Galiatsatos also said mild symptoms aren’t something one should take lightly.

“It does not mitigate the symptoms people will feel, and that’s what I tell my patients. Mild symptoms may kick your butt and that has been the case for several patients that I  have where it has really been a doozy for them,” he said.

Dr. Baldev Sanghera, a family physician and medical director at Edmonds Urgent and Primary Care Centre in Burnaby, said symptoms of COVID-19 vary greatly and how sick one gets depends on a whole host of factors such as vaccination status, underlining health conditions, ethnicity and socioeconomic status.

“The majority of cases that we’re seeing that are considered mild, so not ending up in death and not ending up in hospitalization, and the majority of people tend to recover,” he said, later adding. “But there are plenty of cases where people initially had mild symptoms, but then ended up getting long COVID, which can be devastating.”

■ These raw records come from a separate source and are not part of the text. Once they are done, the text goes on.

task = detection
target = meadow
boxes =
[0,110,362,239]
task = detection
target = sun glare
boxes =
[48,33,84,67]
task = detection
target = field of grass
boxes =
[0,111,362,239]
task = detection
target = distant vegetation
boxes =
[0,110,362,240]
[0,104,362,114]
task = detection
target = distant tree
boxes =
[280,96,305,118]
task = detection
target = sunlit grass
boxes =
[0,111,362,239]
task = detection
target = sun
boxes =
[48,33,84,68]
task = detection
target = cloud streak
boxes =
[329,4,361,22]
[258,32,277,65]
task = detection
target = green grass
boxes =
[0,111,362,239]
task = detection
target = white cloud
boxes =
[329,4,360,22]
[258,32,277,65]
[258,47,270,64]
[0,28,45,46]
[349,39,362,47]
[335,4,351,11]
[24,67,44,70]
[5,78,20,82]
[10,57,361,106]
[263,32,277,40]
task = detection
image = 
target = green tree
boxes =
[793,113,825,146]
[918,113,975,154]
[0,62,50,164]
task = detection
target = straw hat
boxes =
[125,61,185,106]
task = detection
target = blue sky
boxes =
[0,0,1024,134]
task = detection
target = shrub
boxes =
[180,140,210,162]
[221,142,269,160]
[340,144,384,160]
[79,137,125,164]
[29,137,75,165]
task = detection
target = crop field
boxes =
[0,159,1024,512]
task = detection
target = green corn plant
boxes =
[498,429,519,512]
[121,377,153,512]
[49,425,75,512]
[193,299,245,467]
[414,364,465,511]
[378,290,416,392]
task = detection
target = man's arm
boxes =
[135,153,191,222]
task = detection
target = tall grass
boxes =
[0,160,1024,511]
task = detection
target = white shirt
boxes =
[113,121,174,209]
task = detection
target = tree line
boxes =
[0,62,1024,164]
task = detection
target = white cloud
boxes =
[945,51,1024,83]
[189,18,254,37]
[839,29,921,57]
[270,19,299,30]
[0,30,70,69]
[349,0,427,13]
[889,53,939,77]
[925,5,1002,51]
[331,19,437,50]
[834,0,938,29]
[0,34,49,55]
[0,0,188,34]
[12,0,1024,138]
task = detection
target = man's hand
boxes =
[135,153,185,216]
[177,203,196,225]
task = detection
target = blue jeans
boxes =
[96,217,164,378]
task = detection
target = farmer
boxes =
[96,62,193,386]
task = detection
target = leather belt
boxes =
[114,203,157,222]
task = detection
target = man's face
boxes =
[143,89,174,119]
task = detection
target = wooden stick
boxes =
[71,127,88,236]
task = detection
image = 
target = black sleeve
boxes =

Sanghera explained some of the patients he has seen have had nothing more than just a dry cough while others have felt tired and weak, had headaches and nausea or lost their sense of smell and taste.

“We are seeing a full spectrum. I have seen really really mild conditions where the patient had a dry cough and recovered after a week,” he said. “I’ve had others who felt tired and weak, had a headache, nausea, loss of smell and taste but that cleared up within a week or two.”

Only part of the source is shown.